Tuesday was election day here – a primary, in which we selected candidates that will be on the fall ballot. Michigan will be electing a new governor, so we decided who the party candidates would be on November’s ballot.
Several of my Facebook friends were posting memes like this one:
While I understand the sentiment – it’s important to take part in the process and make your voice heard – I don’t agree with the literal message here.
The literal message suggests that it’s ok to marginalize some voices from public debate.
The literal message suggests that everyone who votes has a well-considered opinion that has resulted from understanding and thinking about the issues, whereas those who don’t vote are too lazy for that mental exercise.
The literal message suggests that everyone affected by public issues CAN vote.
The literal message is coming from a place of privilege – from a person who knows how to vote, where to vote, and has a way to get there. (Yes, public transport is available, but those who need it most might not know how to arrange for it).

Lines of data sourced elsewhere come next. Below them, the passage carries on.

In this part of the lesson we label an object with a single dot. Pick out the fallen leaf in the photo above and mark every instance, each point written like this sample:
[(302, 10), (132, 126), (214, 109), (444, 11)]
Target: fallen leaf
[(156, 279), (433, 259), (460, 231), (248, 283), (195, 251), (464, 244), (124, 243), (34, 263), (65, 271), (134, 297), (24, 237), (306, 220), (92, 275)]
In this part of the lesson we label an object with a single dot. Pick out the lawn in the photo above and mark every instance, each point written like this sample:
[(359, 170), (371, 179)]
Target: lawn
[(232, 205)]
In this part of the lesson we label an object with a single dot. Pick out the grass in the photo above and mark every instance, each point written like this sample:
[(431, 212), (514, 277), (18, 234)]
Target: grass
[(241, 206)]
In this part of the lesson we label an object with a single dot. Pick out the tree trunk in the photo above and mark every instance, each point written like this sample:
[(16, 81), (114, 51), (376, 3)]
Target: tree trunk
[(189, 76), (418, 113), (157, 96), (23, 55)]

Worst of all, the message shuts down conversation. It builds a fence and shuts the neighbors out. It implies that some opinions are more valuable than others. It suggests that one can only earn a spot in the public debate by sporting an “I voted” sticker on election day.
I understand the sentiment, I really do. But I also think we must be careful of marginalizing the voices of our neighbors, of pushing away other members of our communities based upon their outward behaviors, behaviors for which we might not know the reasons.
Let’s open a dialogue instead. I’ll start. I’m not going to stigmatize those who don’t vote, or tell you that you don’t have a right to be upset with the outcome of an election, or the behavior of public officials who should be acting in the best interest of their constituents. If you didn’t vote, I’d be curious to know why. Perhaps there’s an obstacle that can be overcome, or a problem we can fix. Perhaps you’re feeling like it’s futile to participate in the process.
Let’s be willing to listen to each other.